Cette internationalisation du peloton est allée de pair avec celle des intérêts financiers. Le cyclisme, et le Tour en particulier, est devenu un business aux enjeux colossaux, avec des retransmissions télévisées en direct sur plus de soixante chaînes dans le monde entier. En 1976, les équipes étaient principalement sponsorisées par des marques de vélos ou de matériel cycliste (Peugeot, Michelin, Gitane, Campagnolo, Ti-Raleigh, Flandria…) et ponctuellement par des assureurs, des marques d’électroménager, de voitures ou de carburant. Aujourd’hui, Tadej Pogacar roule pour une équipe soutenue par les Émirats Arabes Unis, et Jonas Vingegaard pour une marque norvégienne spécialisée dans les logiciels de gestion.

En 1976, la technologie était absente du peloton ; les écarts en course, souvent approximatifs, étaient encore montrés aux coureurs par des ardoisiers à moto. Depuis une vingtaine d’années, capteurs de puissance et oreillettes se sont généralisés, permettant aux coureurs d’être informés sur leur effort et conseillés (voire téléguidés) par leurs directeurs sportifs en temps réel. Quant au matériel, les vélos d’aujourd’hui n’ont plus grand chose à voir avec ceux des années 1970. À l’époque, les cadres étaient presque tous en acier, les roues en aluminium, les vitesses se changeaient à la main, et les pédales étaient encore équipées de cale-pieds à lanières. Aujourd’hui, les cadres et les roues sont en carbone, ultralégers et aérodynamiques, équipés de groupes électroniques et de freins à disque. Même les tenues ont évolué : les maillots, les cuissards, les casques — devenus obligatoires en course dans les années 2000 — sont conçus pour optimiser l’aérodynamisme et la performance.
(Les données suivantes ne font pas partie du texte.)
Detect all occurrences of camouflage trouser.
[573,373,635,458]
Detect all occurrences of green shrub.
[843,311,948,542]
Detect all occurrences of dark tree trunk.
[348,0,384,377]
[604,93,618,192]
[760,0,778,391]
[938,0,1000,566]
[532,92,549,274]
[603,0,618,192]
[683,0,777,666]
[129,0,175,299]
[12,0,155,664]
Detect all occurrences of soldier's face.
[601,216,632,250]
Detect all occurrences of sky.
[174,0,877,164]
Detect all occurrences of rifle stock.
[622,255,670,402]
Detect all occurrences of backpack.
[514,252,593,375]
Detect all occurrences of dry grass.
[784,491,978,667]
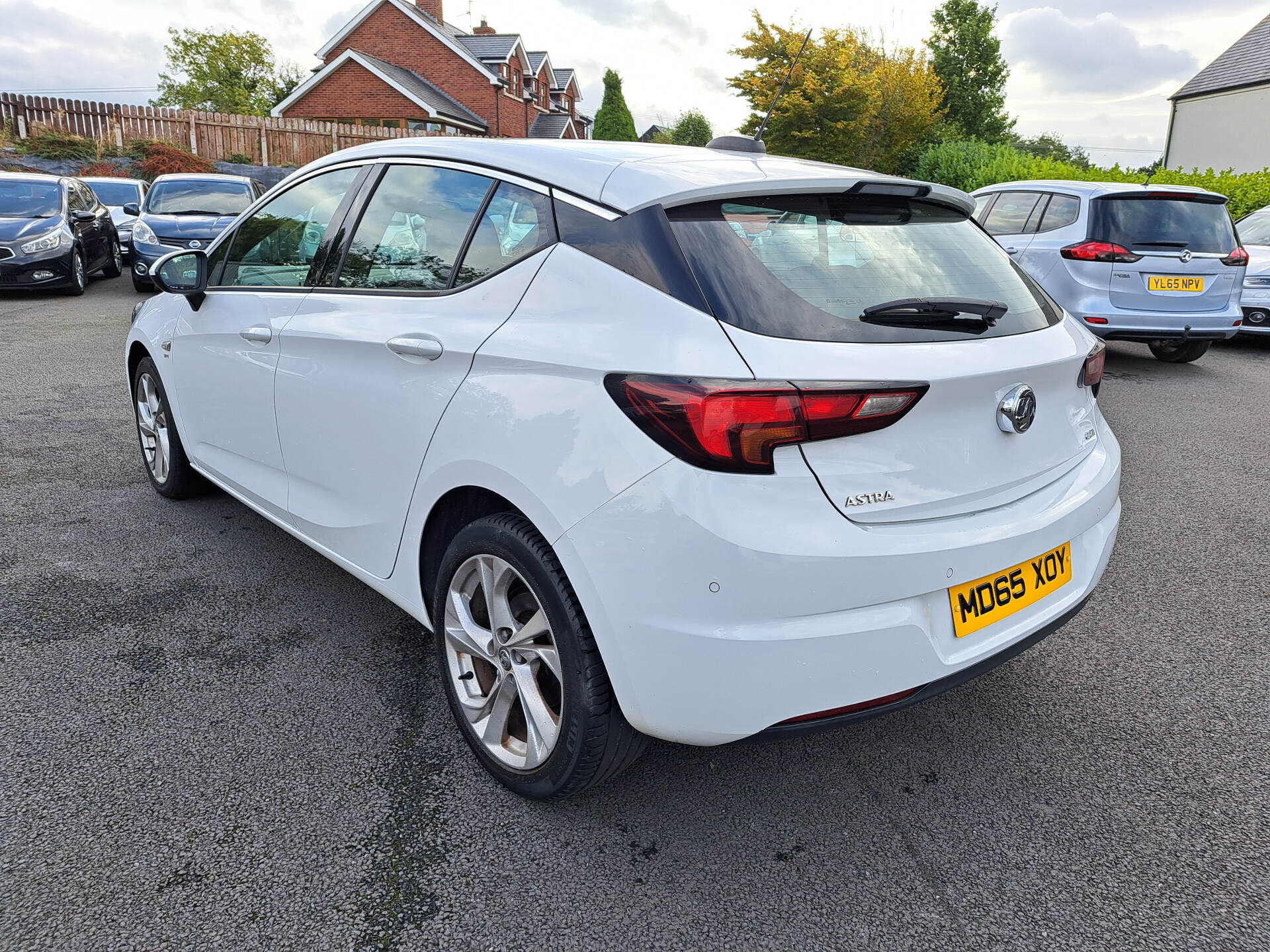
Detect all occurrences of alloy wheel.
[136,373,171,483]
[444,555,564,770]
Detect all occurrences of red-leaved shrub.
[80,163,130,179]
[141,142,216,180]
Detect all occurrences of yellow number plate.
[1147,274,1204,294]
[949,542,1072,639]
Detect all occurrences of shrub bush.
[913,141,1270,218]
[80,161,132,179]
[128,139,216,182]
[22,128,98,161]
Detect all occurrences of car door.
[1015,192,1083,287]
[275,163,555,578]
[983,192,1048,265]
[171,165,367,518]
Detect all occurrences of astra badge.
[847,489,896,505]
[997,383,1037,433]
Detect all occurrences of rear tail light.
[1081,340,1107,396]
[1059,241,1142,264]
[605,373,929,473]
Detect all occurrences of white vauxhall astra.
[126,138,1120,799]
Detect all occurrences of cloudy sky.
[0,0,1270,165]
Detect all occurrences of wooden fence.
[0,93,477,167]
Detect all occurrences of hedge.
[913,141,1270,218]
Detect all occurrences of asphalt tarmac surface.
[0,277,1270,952]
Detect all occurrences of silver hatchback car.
[974,182,1248,363]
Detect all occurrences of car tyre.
[132,357,203,499]
[1147,340,1213,363]
[432,513,648,800]
[102,239,123,278]
[66,247,87,297]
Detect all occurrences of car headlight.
[22,231,62,255]
[132,221,159,245]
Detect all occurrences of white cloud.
[1001,7,1199,98]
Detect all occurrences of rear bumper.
[556,409,1120,745]
[1073,303,1244,340]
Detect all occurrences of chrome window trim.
[551,186,622,221]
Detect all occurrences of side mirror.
[150,251,207,311]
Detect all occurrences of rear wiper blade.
[860,297,1009,327]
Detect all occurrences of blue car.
[123,175,265,291]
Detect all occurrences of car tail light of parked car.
[1081,340,1107,395]
[605,373,929,473]
[1059,241,1142,264]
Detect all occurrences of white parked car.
[1234,206,1270,334]
[126,138,1120,797]
[974,182,1248,363]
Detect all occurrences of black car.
[123,174,267,291]
[0,173,123,294]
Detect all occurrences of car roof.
[150,171,251,185]
[972,179,1226,198]
[0,171,66,182]
[294,136,974,214]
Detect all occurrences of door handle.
[388,338,446,360]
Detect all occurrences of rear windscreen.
[667,194,1062,342]
[1089,193,1238,254]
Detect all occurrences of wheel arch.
[419,485,533,619]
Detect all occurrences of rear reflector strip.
[776,684,925,726]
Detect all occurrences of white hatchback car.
[126,138,1120,797]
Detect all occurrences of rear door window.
[983,192,1041,236]
[337,165,494,291]
[668,194,1062,341]
[1089,192,1238,254]
[1037,196,1081,231]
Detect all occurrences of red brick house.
[273,0,592,138]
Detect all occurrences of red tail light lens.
[605,373,929,473]
[1081,340,1107,396]
[1059,241,1142,264]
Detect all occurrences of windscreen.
[667,194,1062,342]
[1089,192,1237,254]
[87,182,141,207]
[146,179,251,214]
[1234,208,1270,245]
[0,179,62,218]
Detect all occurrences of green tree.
[671,109,714,146]
[591,70,639,142]
[150,29,301,116]
[926,0,1015,142]
[1009,132,1091,169]
[728,11,943,173]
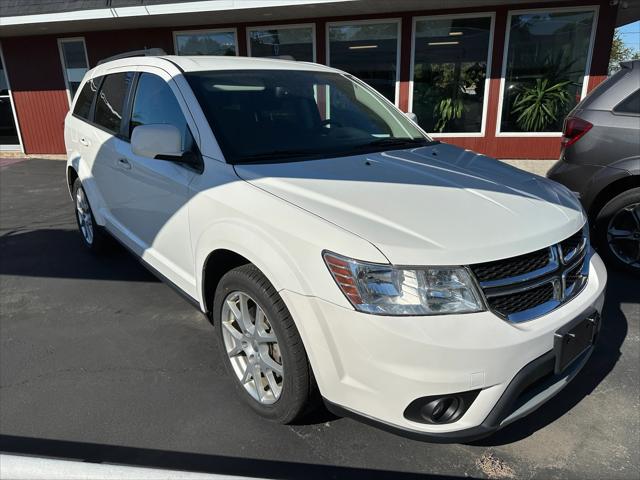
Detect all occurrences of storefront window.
[175,30,237,57]
[329,21,400,102]
[58,38,89,101]
[412,17,491,133]
[249,26,315,62]
[500,11,594,132]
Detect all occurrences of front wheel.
[595,188,640,274]
[214,264,317,424]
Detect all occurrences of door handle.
[118,158,131,170]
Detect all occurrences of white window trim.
[58,37,91,107]
[0,43,24,153]
[408,12,496,138]
[246,23,317,63]
[325,18,402,108]
[173,27,239,57]
[496,5,600,138]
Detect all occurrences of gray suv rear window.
[613,90,640,115]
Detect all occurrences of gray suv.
[548,60,640,274]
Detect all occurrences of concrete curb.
[0,454,250,480]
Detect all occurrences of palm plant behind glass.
[512,78,571,132]
[511,52,579,132]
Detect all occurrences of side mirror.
[405,112,418,124]
[131,124,183,160]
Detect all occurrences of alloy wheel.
[221,291,284,405]
[607,203,640,269]
[76,188,93,245]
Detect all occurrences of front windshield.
[186,70,432,163]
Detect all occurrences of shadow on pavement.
[471,271,640,447]
[0,435,462,480]
[0,229,159,282]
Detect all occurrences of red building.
[0,0,640,159]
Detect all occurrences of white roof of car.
[94,55,336,74]
[160,55,333,72]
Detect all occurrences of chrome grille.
[473,248,550,282]
[470,226,589,323]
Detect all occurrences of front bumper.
[281,253,606,442]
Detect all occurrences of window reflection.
[60,38,89,99]
[176,30,236,57]
[329,22,399,102]
[412,17,491,133]
[249,27,314,62]
[500,12,594,132]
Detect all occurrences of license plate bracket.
[553,310,600,374]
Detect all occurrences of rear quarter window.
[613,89,640,115]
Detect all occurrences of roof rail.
[98,48,167,65]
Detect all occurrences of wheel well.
[67,167,78,192]
[202,249,251,318]
[589,175,640,219]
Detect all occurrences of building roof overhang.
[0,0,640,37]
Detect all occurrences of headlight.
[323,252,485,315]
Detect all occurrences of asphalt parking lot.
[0,159,640,479]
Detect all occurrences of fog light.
[404,390,480,424]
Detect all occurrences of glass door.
[0,47,22,151]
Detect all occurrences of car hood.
[236,143,586,265]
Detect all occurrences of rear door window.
[129,73,193,152]
[93,72,133,135]
[73,77,102,120]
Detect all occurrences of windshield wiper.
[363,138,438,147]
[240,150,322,163]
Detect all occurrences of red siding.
[13,90,69,154]
[2,36,69,153]
[2,0,617,159]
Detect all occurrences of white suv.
[65,56,606,441]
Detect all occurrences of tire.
[73,178,108,253]
[213,264,319,424]
[594,188,640,275]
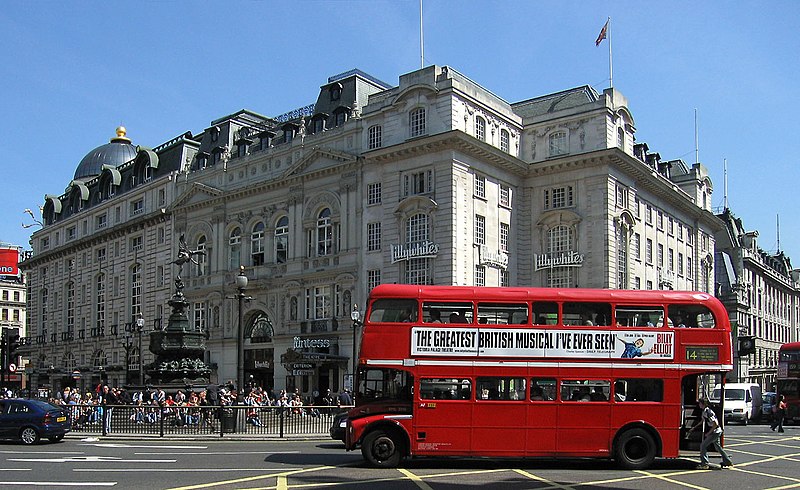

Dans “Pour un maillot jaune”, un court-métrage de Claude Lelouch réalisé en 1965, le cycliste était filmé comme un héros populaire, éprouvé par l’effort, affrontant la chaleur, la souffrance et les cols, avec une forme de simplicité brute et de poésie. Depuis deux ans, la série “Tour de France : Au cœur du peloton”, produite pour Netflix (et par ailleurs passionnante) montre un tout autre univers : le coureur y apparaît comme le centre d’un écosystème complexe, fait de données, de stratégie de marque, de calculs économiques, de tensions internes aux équipes et de narration contrôlée. L’individu reste là, bien sûr, avec son talent et ses doutes. Mais il évolue désormais dans un environnement ultra-professionnalisé où les caméras, les sponsors et les réseaux sociaux sont omniprésents.
Au final, il me semble qu’aucun sport n’a connu des transformations d’une telle ampleur sur cette période.
Et pourtant, quand on voit passer le Tour, aucune manifestation sportive ne semble autant ancrée dans son histoire et dans ses rituels : le passage de la caravane publicitaire, l’escorte policière, la voiture rouge du directeur de course, les klaxons, les couleurs des maillots du peloton… Et par-dessus tout, la ferveur populaire, les familles, la clameur, les villages en fête…
Tout cela permis par l’accès libre et gratuit à l’un des événements sportifs les plus extraordinaires au monde.